Yang’s signal rating: High

Rationale: I would rate the scientific and platform signal as High. The paper proposes a clear new mechanistic interface by coupling a prime-edited donor flap with genomic nicking, then supports it across multiple layers: 2-9.6 kb payloads, several human cell lines, multiple therapy-related loci, HTS integration purity, primary T-cell yield, CD19 CAR expression, in vitro killing and in vivo xenograft function.

This High means high scientific signal, not high clinical readiness. PRIME-In’s relative safety and high engineered-cell yield are important, but it is still a complex ex vivo gene-editing manufacturing platform that needs substantial process, long-term safety and regulatory validation.

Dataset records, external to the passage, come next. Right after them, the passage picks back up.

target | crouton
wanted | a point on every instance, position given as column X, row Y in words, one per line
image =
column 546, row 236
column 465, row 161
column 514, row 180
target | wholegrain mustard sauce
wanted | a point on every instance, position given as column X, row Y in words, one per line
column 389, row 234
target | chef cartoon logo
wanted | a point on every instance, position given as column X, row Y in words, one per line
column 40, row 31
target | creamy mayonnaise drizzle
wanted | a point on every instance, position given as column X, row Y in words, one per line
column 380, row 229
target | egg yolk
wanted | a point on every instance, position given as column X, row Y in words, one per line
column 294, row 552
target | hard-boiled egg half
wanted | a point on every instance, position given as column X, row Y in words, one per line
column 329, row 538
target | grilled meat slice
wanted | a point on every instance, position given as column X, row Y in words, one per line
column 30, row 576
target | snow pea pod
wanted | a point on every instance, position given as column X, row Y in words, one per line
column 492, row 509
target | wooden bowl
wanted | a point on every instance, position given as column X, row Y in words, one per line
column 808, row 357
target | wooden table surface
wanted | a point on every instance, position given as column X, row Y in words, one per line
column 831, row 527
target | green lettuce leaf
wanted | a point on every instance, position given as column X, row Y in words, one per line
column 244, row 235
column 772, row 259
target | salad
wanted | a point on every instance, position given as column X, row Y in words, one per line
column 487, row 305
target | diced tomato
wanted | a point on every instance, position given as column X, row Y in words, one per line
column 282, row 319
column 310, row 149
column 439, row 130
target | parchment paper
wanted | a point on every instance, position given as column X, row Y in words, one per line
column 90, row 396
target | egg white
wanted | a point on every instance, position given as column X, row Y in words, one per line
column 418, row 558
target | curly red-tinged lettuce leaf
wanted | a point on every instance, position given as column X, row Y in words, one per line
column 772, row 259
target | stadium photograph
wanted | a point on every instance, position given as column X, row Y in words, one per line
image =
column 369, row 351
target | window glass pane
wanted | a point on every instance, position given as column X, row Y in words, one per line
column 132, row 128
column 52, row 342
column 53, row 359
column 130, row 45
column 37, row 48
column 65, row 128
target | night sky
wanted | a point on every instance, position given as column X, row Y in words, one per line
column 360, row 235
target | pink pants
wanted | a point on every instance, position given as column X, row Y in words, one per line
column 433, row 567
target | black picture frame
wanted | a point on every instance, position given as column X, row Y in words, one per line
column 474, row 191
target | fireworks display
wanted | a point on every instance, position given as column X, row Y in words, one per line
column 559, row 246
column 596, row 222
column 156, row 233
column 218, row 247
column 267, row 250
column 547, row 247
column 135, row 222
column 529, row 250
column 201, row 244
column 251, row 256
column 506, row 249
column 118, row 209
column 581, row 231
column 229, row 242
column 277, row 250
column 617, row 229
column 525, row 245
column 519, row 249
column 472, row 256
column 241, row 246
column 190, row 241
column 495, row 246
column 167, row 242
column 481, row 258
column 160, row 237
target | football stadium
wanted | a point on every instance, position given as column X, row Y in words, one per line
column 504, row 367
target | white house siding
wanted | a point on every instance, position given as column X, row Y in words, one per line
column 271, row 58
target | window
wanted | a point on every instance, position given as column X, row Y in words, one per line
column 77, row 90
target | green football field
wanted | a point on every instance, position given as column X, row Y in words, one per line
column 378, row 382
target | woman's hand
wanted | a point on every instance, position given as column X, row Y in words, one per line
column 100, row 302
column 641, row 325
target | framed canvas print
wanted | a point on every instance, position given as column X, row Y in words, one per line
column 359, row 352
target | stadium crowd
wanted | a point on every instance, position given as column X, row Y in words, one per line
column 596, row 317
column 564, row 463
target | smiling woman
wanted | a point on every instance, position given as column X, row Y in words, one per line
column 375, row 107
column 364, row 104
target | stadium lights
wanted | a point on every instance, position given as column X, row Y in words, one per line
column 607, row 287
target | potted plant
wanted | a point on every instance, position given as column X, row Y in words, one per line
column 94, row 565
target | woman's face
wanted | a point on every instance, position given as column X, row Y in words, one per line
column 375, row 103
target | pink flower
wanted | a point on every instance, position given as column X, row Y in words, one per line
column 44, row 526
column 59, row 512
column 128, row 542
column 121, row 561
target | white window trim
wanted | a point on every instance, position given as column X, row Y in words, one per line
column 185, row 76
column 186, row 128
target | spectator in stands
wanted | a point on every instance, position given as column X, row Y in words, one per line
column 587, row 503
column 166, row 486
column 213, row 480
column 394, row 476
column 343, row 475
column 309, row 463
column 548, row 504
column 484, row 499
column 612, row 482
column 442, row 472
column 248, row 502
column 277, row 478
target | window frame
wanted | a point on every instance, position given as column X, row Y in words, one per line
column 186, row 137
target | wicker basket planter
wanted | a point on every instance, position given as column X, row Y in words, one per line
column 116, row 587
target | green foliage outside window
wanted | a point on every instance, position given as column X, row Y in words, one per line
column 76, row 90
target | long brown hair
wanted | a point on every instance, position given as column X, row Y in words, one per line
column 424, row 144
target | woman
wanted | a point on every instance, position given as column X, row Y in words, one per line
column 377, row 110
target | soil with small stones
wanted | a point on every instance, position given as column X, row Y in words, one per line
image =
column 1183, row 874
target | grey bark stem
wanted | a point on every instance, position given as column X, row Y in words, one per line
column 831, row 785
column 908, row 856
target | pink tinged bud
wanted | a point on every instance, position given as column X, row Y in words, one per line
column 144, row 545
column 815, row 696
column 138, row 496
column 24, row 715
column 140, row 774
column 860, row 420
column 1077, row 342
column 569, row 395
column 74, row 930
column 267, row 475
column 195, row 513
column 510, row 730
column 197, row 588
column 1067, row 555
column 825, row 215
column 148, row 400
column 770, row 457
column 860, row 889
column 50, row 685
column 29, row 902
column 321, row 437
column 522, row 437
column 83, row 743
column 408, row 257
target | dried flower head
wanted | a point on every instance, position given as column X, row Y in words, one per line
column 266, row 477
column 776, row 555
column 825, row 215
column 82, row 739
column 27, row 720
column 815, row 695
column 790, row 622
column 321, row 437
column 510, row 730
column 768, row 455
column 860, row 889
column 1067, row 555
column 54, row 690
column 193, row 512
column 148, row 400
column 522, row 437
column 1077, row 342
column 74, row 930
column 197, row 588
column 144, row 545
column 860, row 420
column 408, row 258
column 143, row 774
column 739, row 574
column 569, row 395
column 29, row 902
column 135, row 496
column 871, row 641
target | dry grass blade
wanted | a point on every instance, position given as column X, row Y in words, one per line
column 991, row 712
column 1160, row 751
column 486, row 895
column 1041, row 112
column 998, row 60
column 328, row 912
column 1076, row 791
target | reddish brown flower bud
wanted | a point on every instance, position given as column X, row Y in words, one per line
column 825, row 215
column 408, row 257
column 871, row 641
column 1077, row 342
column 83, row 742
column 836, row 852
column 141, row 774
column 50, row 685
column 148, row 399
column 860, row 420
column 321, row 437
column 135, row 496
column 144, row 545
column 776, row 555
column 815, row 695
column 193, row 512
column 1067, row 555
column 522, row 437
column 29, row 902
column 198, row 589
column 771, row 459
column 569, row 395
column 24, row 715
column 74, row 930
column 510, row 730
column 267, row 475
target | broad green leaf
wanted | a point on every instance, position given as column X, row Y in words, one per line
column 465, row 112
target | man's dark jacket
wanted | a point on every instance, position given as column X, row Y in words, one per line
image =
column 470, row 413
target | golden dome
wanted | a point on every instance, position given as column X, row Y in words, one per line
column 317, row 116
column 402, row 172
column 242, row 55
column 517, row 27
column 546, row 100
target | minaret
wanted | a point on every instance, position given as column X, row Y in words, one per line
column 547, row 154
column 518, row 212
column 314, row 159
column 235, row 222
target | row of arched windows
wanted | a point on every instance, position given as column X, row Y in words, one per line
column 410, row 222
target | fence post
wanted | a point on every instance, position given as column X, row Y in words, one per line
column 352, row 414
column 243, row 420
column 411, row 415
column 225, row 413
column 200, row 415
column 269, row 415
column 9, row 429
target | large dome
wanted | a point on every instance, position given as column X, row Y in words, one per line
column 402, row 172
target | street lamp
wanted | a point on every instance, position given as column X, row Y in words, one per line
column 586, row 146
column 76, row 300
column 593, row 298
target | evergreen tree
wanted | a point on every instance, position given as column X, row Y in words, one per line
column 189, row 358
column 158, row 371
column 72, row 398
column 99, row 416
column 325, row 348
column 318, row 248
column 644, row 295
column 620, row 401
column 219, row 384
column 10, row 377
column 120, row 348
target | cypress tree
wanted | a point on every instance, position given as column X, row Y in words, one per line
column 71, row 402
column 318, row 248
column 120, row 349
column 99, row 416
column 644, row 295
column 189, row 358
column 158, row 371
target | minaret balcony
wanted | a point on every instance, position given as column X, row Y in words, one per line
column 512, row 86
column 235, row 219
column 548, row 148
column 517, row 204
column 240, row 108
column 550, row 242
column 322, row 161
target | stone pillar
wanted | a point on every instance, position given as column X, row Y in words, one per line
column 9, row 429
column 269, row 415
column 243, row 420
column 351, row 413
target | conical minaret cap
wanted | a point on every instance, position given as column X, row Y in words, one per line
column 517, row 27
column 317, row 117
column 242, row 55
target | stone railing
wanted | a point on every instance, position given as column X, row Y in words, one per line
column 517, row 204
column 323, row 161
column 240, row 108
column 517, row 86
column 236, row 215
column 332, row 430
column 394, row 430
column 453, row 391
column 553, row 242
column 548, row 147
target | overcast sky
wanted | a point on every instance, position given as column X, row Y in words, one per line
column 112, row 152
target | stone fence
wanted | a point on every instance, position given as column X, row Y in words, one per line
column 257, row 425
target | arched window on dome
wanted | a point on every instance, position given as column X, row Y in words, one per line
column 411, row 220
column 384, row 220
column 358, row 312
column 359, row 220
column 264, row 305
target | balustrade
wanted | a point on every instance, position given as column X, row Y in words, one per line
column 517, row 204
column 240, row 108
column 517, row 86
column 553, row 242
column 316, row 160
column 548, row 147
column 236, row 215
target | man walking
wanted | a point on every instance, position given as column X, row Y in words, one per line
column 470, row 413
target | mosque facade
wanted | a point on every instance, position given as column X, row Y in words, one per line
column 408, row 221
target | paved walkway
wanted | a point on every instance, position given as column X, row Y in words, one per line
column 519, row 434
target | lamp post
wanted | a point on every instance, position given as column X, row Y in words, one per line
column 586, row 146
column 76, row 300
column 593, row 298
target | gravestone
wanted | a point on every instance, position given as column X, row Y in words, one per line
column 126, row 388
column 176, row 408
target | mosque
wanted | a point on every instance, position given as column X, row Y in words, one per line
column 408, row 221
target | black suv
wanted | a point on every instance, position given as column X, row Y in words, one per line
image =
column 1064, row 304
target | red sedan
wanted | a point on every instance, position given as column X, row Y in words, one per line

I would rate clinical maturity as Medium-Low. PRIME-In is closer to real T-cell manufacturing than many DSB-free large-payload insertion concepts, but it has not yet entered patient-scale GMP manufacturing or human safety and efficacy testing. The decisive next step is showing that this multicomponent system remains stable, controllable and quality-checkable under clinical manufacturing conditions, while preserving low off-target integration and strong CAR-T function across multiple donors and batches.